Using the Immunochip for genotyping, we identified 39 non-human leukocyte antigen (non-HLA) loci associated to celiac disease (CeD), an immune-mediated disease with a worldwide frequency of ∼1%. The most significant non-HLA signal mapped to the intronic region of 70 kb in the LPP gene. Our aim was to fine map and identify possible functional variants in the LPP locus. We performed a meta-analysis in a cohort of 25 169 individuals from six different populations previously genotyped using Immunochip.
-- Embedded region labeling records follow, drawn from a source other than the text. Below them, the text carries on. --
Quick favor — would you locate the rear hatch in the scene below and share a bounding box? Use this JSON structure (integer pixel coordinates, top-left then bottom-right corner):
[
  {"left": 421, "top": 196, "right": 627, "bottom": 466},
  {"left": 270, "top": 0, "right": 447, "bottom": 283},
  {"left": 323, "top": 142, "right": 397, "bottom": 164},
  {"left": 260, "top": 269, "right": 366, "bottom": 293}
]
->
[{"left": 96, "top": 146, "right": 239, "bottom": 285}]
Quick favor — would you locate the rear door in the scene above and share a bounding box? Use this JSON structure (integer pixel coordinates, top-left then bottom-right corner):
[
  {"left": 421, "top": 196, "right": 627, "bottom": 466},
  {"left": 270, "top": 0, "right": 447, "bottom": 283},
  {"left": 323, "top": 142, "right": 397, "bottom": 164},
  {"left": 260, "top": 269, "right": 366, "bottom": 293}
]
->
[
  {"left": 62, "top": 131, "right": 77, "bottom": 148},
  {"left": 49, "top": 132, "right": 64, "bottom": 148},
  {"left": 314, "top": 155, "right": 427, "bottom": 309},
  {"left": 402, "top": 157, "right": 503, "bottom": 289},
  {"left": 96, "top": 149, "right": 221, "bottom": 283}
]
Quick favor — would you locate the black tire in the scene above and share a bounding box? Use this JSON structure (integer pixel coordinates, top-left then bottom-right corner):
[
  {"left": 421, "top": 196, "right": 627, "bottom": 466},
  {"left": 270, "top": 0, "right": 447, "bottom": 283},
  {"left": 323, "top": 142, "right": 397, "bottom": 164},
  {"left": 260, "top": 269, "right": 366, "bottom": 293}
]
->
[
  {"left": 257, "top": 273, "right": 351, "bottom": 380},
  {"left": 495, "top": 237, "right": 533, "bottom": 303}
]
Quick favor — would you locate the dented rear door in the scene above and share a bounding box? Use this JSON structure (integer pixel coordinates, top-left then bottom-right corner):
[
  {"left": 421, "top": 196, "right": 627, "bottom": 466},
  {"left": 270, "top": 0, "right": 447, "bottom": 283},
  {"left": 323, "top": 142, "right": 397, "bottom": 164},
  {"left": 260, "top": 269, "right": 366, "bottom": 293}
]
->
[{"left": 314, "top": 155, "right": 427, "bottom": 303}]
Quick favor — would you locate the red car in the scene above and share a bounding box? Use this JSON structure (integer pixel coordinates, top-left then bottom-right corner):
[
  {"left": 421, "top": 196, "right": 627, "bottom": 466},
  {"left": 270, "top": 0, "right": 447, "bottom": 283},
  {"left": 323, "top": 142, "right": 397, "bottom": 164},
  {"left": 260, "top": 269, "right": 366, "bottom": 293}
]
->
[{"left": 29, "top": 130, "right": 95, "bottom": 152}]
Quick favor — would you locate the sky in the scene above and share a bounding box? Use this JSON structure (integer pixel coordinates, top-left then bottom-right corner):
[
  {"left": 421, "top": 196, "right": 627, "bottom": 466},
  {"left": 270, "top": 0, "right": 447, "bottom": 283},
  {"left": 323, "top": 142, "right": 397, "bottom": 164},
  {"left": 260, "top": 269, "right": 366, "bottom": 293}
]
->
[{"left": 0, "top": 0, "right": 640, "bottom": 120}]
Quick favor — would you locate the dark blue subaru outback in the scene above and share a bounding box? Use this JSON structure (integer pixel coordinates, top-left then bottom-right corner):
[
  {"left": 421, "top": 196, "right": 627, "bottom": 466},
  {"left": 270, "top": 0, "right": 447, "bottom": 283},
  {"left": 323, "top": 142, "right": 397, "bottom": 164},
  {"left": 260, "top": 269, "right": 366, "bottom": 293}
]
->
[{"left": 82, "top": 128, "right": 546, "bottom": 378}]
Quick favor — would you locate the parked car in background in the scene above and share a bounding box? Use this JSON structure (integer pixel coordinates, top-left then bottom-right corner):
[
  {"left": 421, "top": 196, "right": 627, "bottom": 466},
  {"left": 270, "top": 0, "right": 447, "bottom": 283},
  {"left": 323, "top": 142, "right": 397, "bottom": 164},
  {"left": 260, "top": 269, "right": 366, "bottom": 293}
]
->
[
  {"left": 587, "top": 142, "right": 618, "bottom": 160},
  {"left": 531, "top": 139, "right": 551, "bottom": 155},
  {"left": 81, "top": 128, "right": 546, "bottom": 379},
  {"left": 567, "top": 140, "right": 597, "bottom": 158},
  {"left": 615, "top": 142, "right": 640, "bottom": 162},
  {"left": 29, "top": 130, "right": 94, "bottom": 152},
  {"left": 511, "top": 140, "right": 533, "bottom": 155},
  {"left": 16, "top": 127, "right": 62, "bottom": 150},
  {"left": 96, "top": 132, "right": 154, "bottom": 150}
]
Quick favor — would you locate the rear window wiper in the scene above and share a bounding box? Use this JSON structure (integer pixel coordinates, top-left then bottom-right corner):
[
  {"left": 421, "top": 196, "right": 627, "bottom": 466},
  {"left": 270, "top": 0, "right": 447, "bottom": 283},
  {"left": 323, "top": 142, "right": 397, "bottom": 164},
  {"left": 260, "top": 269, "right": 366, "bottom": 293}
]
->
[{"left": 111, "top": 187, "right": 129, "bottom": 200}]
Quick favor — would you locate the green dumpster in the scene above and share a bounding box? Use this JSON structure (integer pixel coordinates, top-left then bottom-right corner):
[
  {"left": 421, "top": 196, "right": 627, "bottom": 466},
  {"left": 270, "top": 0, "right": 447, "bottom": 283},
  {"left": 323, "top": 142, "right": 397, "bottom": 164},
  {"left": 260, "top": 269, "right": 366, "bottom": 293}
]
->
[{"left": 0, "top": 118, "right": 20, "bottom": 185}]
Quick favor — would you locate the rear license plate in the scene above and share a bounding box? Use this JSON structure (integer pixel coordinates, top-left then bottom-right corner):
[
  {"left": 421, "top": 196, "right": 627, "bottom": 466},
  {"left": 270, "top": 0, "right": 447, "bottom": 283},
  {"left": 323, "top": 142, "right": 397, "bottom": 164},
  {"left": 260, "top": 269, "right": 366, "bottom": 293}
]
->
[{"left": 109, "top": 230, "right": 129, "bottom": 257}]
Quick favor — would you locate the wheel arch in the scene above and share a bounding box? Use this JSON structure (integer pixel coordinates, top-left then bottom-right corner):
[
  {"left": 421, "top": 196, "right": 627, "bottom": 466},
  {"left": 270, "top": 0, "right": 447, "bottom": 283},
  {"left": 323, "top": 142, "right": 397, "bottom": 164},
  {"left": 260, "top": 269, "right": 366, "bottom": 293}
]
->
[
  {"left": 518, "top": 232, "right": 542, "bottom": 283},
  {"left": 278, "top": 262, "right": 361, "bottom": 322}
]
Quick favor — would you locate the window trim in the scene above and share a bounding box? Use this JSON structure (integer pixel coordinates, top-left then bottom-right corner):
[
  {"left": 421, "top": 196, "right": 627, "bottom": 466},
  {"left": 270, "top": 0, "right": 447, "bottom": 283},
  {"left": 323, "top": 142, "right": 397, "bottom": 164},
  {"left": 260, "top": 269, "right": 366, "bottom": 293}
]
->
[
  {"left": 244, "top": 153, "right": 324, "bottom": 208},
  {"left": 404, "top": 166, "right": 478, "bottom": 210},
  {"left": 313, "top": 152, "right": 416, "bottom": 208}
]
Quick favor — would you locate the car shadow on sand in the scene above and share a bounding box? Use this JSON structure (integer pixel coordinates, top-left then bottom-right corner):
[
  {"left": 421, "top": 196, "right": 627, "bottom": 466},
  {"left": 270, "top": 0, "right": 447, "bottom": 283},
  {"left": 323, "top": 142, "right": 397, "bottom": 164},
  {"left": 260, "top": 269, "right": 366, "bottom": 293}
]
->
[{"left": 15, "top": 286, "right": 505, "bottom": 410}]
Imputation using data from the Genome of the Netherlands and 1000 Genomes projects, followed by meta-analysis, confirmed the strong association signal on the LPP locus (rs2030519, P = 1.79 × 10(-49)), without any novel associations. The conditional analysis on this top SNP-indicated association to a single common haplotype. By performing haplotype analyses in each population separately, as well as in a combined group of the four populations that reach the significant threshold after correction (P < 0.008), we narrowed down the CeD-associated region from 70 to 2.8 kb (P = 1.35 × 10(-44)). By intersecting regulatory data from the ENCODE project, we found a functional SNP, rs4686484 (P = 3.12 × 10(-49)), that maps to several B-cell enhancer elements and a highly conserved region. This SNP was also predicted to change the binding motif of the transcription factors IRF4, IRF11, Nkx2.7 and Nkx2.9, suggesting its role in transcriptional regulation. We later found significantly low levels of LPP mRNA in CeD biopsies compared with controls, thus our results suggest that rs4686484 is the functional variant in this locus, while LPP expression is decreased in CeD.

Figure 1.

Fine mapping of the LPP region. (A) Localization of the LPP gene on chromosome 3 and the LD region. (B) Meta-analysis of imputation and Immunochip (iCHIP) results. Open circles are SNPs genotyped by the iCHIP, black dots represent SNPs imputed by GoNL and gray dots represent SNPs imputed by the 1000 Genomes Project (1kG). (C) SNPs in the fine-mapping region overlapping to ENCODE regulatory regions, including DNase I hypersensitive sites, histone modifications determined by ChIP-seq and transcription factor-binding site ChIP signals. Signal peaks are depicted as darker regions. Evolutionary conserved sites are also shown. *14 SNPs that construct the core-haplotype. **7 SNPs in orange differentiate the risk from the non-risk haplotype. The functional candidate SNP rs4686484 is depicted in red. The top meta-analysis SNP is in blue. (D) Sequencing of the functional candidate SNP predicted to change the binding site of the shown transcription factors. Prot, protective; Ref, reference.